Na semana passada, foi divulgada nas redes sociais do governo Lula, proposta acordada com a Bancada Feminina, mas ainda não votada pelo Plenário da Câmara, que prevê o escalonamento da licença-paternidade. A sugestão é iniciar com 10 dias em 2027, aumentando cinco dias por ano, até chegar a 30, em 2031. Este é o primeiro governo que defende a ampliação da licença-paternidade.
“É mais tempo pra estar presente, cuidar e viver de perto o começo da vida. E o mais importante: pra dividir todas as responsabilidades com as mamães! Um passo decisivo pra um Brasil com mais igualdade e afeto”, diz o texto da mensagem.
Alô, futuros papais e mamães! 👶✨
Vem aí uma grande mudança: a licença-paternidade passa a ser mais justa. Serão 10 dias a partir de 2027, e o prazo vai crescer ano a ano até chegar a 30 dias em 2031.
— Governo do Brasil (@govbr) October 21, 2025
Os valores para pagamento do benefício – que representam menos que 1% do orçamento – serão custeados pela Previdência. Vale ressaltar que houve a possibilidade de a fonte de custeio vir da Medida Provisória 1303, que taxava Bancos, Apostas e Bilionários – a tributação BBB , que aumentaria o orçamento da Previdência. Entretanto, a medida foi derrubada pela extrema direita, na votação no começo do mês.
“O relator estava incluindo a licença-paternidade como umas coisas que seriam custeadas a partir da arrecadação promovida pelo MP. Mas, independentemente disso, o governo já se comprometeu a garantir essa fonte de custeio no orçamento da Previdência, e está em busca de outras possibilidades de aumento de receita para esta despesa”, afirma o analista da Secretaria da Mulher.
Licença-paternidade também integra Política Nacional de Cuidados
A licença-paternidade é um dos instrumentos que operacionalizam os princípios da Política Nacional de Cuidados (PNC), sendo um caminho para concretizar o direito ao cuidado compartilhado, além de reduzir a sobrecarga das mulheres. Por isso, é um debate mais que necessário, e que está bastante atrasado no Brasil.
A secretária Nacional de Mulheres do PT, Anne Moura, destaca a importância da ampliação da licença-paternidade para o enfrentamento ao estereótipo de que o cuidado é função feminina, o que perpetua as desigualdades no mercado de trabalho e nas responsabilidades domésticas.

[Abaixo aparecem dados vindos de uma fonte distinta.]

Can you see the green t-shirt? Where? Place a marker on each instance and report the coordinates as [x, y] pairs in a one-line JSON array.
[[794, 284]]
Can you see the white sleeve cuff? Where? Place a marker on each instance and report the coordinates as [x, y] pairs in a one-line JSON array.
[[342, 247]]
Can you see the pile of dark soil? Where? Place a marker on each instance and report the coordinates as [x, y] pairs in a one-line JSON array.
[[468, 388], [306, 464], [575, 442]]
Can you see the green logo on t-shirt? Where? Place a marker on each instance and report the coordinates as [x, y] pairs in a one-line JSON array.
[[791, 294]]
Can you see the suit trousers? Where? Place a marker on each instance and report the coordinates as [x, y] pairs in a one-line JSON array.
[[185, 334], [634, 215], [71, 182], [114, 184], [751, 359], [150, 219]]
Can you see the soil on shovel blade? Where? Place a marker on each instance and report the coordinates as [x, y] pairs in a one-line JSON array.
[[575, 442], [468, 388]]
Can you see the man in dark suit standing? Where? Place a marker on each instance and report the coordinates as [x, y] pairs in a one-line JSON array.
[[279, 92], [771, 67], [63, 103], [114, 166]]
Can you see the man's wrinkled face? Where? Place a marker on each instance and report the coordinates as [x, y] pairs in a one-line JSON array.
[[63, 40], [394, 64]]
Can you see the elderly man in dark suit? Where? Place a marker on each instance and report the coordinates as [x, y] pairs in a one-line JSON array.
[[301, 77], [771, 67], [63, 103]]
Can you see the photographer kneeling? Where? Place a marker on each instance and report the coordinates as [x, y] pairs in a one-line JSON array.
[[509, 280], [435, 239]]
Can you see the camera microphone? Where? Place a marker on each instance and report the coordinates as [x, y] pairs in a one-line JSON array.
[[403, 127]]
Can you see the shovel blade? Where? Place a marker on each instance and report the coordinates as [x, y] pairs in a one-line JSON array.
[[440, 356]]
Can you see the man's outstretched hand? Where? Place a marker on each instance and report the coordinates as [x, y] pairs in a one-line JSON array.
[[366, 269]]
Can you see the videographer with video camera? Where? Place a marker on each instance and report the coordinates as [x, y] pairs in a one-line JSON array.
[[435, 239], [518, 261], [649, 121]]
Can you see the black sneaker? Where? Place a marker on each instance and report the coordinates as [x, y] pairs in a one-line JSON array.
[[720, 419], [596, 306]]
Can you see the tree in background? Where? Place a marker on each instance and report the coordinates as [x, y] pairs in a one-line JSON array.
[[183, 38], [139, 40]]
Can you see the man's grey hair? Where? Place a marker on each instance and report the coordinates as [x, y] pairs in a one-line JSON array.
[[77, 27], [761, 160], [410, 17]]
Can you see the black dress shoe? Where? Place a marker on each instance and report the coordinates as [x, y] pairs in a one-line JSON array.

Ela observa ainda que a Política Nacional de Cuidados, ao propor a ampliação e equiparação progressiva das licenças parentais, busca corrigir essa assimetria.
“A relação entre a Política Nacional de Cuidados e a licença-paternidade é direta e estratégica, porque ambos tratam da distribuição social e de gênero das responsabilidades de cuidado. Políticas de licença parental mais amplas e igualitárias materializam o princípio da corresponsabilidade social e de gênero que a PNC quer promover. É claro que o governo do presidente Lula ficaria ao lado das famílias brasileiras. Esperamos que o Congresso vote e aprove esta importante decisão o quanto antes”, defende Anne.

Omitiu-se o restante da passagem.